I am a mother of five, one here on earth, the other four never landed. I found motherhood to be simultaneously the easiest and hardest, best and worst, most gratifying and identity-destroying thing that I have ever done. I recommend it to everyone who seeks personal growth.
During my journey into motherhood, I experienced soul-destroying loss. The loss of my first, third, fourth and fifth child, the loss of my father, the loss of my previous identity, the loss of my job, the complete crumbling of my relationship and my autonomy. It left me dazed and confused. It left me completely obliterated. I didn’t know who I was. I knew I was my son’s mother, that’s all I had. That was my identity; my son was my only lifeline. It’s not how I pictured motherhood, it’s not how I pictured love, it was all completely ‘wrong’.
I was burning… Burning with love for my son. Burning with love for my body and for women’s bodies. Burning with passion and intensity… I was fucking pissed off. Pissed off with the conveyor belt factory setting of birth. I was pissed off about the lack of evidence-based practice. I was pissed off about how medical professionals treated me like a child, and predominately didn’t respect me or my choices. I was pissed off about how little support I got from anyone in the health ‘care’ profession. I was pissed off that my partner emotionally, physically and spiritually abandoned me during my first year postpartum, let’s just say I was pissed off about everything!

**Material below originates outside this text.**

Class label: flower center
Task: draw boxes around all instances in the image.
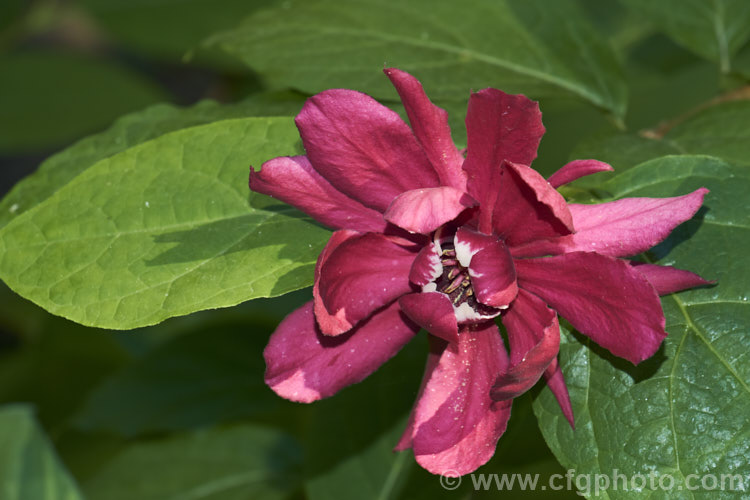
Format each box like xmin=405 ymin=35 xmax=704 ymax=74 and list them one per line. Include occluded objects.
xmin=433 ymin=241 xmax=502 ymax=322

My anger hid a deep hurt, a deep pain, and it is from this pain that my passion was born. I want to be there to make sure that you have the self-confidence, strength, and support that you need to birth both your baby, and yourself as a new mother, in the way that you choose. I want to help you create unbreakable bonds to keep your family strong and put you in the best possible position to navigate new parenthood with your partner. I want you to feel free to make your journey your own. I want you to feel powerful. I want you to feel like the power feminine force that I know you to be.